Transcript
A (0:00)
Foreign. And welcome to this soapbox edition of the Risky Business podcast. My name's Patrick Gray. These soapbox editions of the show are wholly sponsored, and that means everyone you hear in one of them paid to be here. But that's okay because we have excellent taste in sponsors and they generally join us in these soapbox conversations and say very interesting things. So joining us now is Russell Van Tiele, who is the VP of Services from Spectrops. Hello, Russell.
B (0:30)
Hey, Pat.
A (0:31)
And James Wilson. Our very own James Wilson is joining us for this one because it's very much in his wheelhouse. James, how's it going?
C (0:39)
Hey, Pat. Hey, Russell. Great to meet you.
A (0:41)
So what we're going to talk about today, we're going to be talking about red teaming AI systems, and we're going to be talking about what AI systems are doing to the typical enterprise in terms of, like, driving risk, both in the sense that there are all sorts of risky internal systems springing up that are sprouting new identities and new attack paths and all of that stuff. Because Spectrops, of course, makes Bloodhound, which does the most sophisticated attack path measurement and enumeration. Like, if you want to. If that's something you want to do, you want Spectre. Spectre Ops, Bloodhound. Excuse me. And we'll also be talking about, you know, how everything is moving at machine speed and machine scale these days. And, you know, things are getting a bit crazy. But I thought we'd start off, Russell, by just trying to define what it is that Spectre Ops means when you say you do sort of AI red teaming engagement. I mean, is this. Is this really looking at weaknesses in the models that are being used? Is it looking at. Or is it looking more at sort of the way AI systems that people are using, you know, altogether like looking at that as. As a system.
B (1:45)
Yeah. If the fact that the term red team already had a checkered history to begin with of, like, what people agree on, what it means, AI red teaming is even worse. You know, when AI first started becoming a thing, everyone say that they're doing AI red teaming. And at the time when that first started, a lot of what the times of them meant is they were like, testing a model for, like, safety, alignment bias, all that kind of stuff to
A (2:05)
go trying to trick a model into saying something racist basically was very early ideas with AI red teaming.
B (2:13)
Yeah.
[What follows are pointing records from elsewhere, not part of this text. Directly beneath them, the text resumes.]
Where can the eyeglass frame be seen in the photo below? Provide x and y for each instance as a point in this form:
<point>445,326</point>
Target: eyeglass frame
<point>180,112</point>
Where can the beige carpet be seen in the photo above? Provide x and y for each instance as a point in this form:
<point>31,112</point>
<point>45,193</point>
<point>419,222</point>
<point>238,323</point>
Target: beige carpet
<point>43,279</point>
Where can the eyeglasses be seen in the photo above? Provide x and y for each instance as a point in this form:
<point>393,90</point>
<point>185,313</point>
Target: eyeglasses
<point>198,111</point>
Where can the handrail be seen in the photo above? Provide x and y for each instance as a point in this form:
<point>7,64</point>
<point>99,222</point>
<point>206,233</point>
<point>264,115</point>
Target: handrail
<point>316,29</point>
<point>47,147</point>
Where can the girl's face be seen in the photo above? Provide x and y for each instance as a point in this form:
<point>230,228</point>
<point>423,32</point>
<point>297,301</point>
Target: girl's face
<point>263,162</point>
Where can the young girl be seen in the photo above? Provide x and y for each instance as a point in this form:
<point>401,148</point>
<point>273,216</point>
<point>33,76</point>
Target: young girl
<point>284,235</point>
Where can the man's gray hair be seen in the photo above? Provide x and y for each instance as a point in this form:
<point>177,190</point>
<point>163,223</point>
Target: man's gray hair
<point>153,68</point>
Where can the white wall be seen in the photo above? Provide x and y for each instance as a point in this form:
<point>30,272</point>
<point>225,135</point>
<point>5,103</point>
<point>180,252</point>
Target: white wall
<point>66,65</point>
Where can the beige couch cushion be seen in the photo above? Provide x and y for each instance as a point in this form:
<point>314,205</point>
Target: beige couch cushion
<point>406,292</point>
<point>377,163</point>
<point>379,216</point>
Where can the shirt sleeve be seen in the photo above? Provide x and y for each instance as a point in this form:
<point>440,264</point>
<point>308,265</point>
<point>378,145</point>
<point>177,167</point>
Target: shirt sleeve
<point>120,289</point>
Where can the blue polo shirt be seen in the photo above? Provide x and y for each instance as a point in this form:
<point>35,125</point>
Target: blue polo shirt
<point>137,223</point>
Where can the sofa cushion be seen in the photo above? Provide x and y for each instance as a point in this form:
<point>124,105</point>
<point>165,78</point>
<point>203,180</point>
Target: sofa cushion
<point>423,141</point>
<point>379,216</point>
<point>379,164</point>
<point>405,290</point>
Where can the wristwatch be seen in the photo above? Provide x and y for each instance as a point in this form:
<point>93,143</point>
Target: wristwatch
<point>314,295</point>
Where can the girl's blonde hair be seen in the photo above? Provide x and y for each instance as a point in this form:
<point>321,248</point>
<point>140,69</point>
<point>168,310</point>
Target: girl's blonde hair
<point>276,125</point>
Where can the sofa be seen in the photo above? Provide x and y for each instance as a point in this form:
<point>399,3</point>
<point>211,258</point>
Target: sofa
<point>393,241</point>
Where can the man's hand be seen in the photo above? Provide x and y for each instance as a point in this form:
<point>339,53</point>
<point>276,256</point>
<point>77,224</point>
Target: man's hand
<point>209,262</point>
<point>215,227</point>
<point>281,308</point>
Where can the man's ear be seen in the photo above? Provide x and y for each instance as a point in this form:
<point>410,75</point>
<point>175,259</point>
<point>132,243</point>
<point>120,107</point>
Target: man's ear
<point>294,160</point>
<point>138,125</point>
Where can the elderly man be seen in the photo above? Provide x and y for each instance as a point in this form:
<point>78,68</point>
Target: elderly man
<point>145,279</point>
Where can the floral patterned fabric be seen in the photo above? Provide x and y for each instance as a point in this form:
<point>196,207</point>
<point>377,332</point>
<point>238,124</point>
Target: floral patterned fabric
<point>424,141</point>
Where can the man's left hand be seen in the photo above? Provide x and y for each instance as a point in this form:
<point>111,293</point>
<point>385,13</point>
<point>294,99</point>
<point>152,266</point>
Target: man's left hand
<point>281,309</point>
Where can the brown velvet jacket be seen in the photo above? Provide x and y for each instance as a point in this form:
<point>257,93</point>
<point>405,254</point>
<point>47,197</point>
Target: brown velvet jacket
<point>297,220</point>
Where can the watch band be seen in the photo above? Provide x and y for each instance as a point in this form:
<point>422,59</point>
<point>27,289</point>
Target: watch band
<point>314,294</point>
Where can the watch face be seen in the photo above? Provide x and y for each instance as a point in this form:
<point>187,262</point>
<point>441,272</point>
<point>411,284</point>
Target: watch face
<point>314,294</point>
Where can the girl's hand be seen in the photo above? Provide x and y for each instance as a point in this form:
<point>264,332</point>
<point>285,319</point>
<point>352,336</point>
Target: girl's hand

And that's definitely needed for it. But then the offensive security space started connecting up with testing AI systems, and I think that definition kind of changed. You mentioned two things. I Definitely see it as both. Even OWASP has their OWASP for machine learning and then their OWASP for LLM applications. I believe that most of the organizations that are going to come to us to do some type of test have like a whole system with AI in it and they want us to test that whole system. You know, web apps, databases, skills, all that kind of stuff. Most companies are not creating models themselves, they are just calling OpenAI or calling Anthropic or calling one of those model providers and there's probably some in between that are actually like creating their own models or maybe doing fine tuning on it. So for me I like to focus on actually testing like the, the system of systems that have a piece of AI in it at some point to kind of separate out those two on those. I looked at some of the adversarial machine learning courses and that's a whole different skill set to try to get into that kind of stuff. A lot of math, a lot of understanding stuff. And look, I still think it's important depending on how deep you want to get through tradecraft, because there are some tax you can go with but yeah, mostly the AI systems around them sticking closer to like the owasp lymph for top 10 for LLM applications.